Professor Daniel Sanchez
CSG - CSAIL - MIT
Increasing memory demand and slowdown in technology scaling pose important challenges to total cost of ownership (TCO) of warehouse-scale computers (WSCs). One promising idea to reduce the memory TCO is to add a cheaper, but slower, "far memory" tier and use it to store infrequently accessed (or cold) data. However, introducing a far memory tier brings new challenges around dynamically responding to workload diversity and churn, minimizing stranding of capacity, and addressing brownfield (legacy) deployments.
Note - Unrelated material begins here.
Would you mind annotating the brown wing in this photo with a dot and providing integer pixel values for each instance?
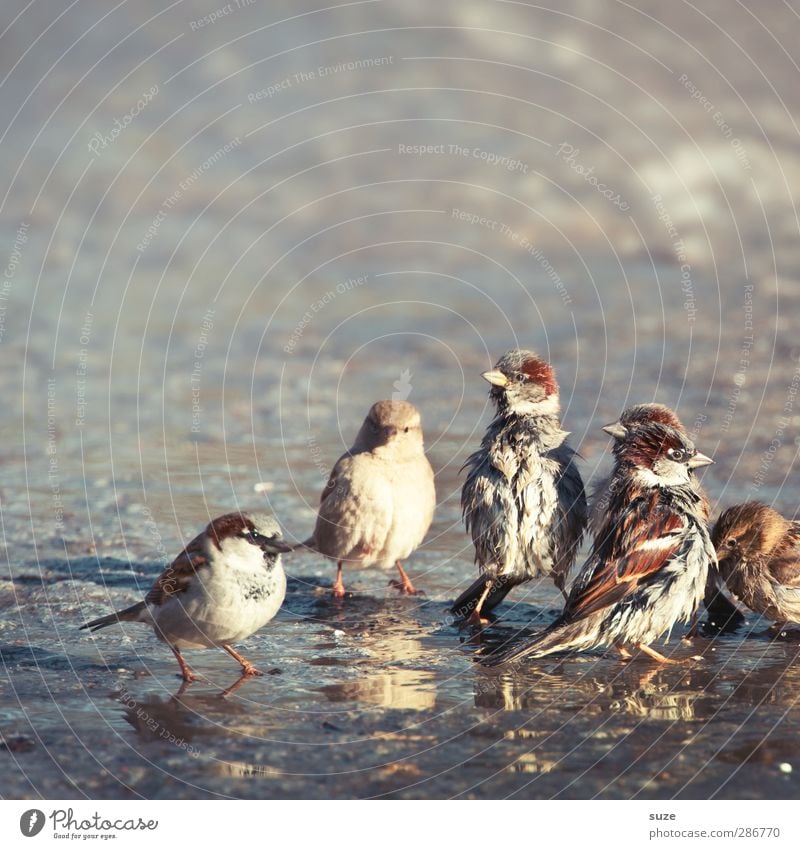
(175, 578)
(632, 551)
We present a novel software-defined approach to far memory that proactively compresses cold memory pages to effectively create a far memory tier in software. Our end-to-end system design encompasses new methods to define performance service-level objectives (SLOs), a mechanism to identify cold memory pages while meeting the SLO, and our implementation in the OS kernel and node agent. Additionally, we design learning-based autotuning to periodically adapt our design to fleet-wide changes without a human in the loop. Our system has been successfully deployed across Google’s WSC since 2016, serving thousands of production services. Our software-defined far memory is significantly cheaper (67% or higher memory cost reduction) at relatively good access speeds (6us) and allows us to store a significant fraction of infrequently accessed data (on average, 20%), translating to significant TCO savings at warehouse scale.

This paper will be presented at ASPLOS 2019, Providence, RI, on April 15. YouTube video lightning talk for this paper is available at https://youtu.be/aKddds6jn1s.

*Bio*: Junwhan Ahn is a Senior Software Engineer in the Platforms team at Google. He received the Ph.D. degree in electrical engineering and computer science from Seoul National University in 2017. His past research focused on memory system design, emerging memory technologies, and processing in memory. His current research interests include optimizing memory/storage system design for datacenter workloads and using machine learning to optimize systems.

** Refreshments at 1:45 pm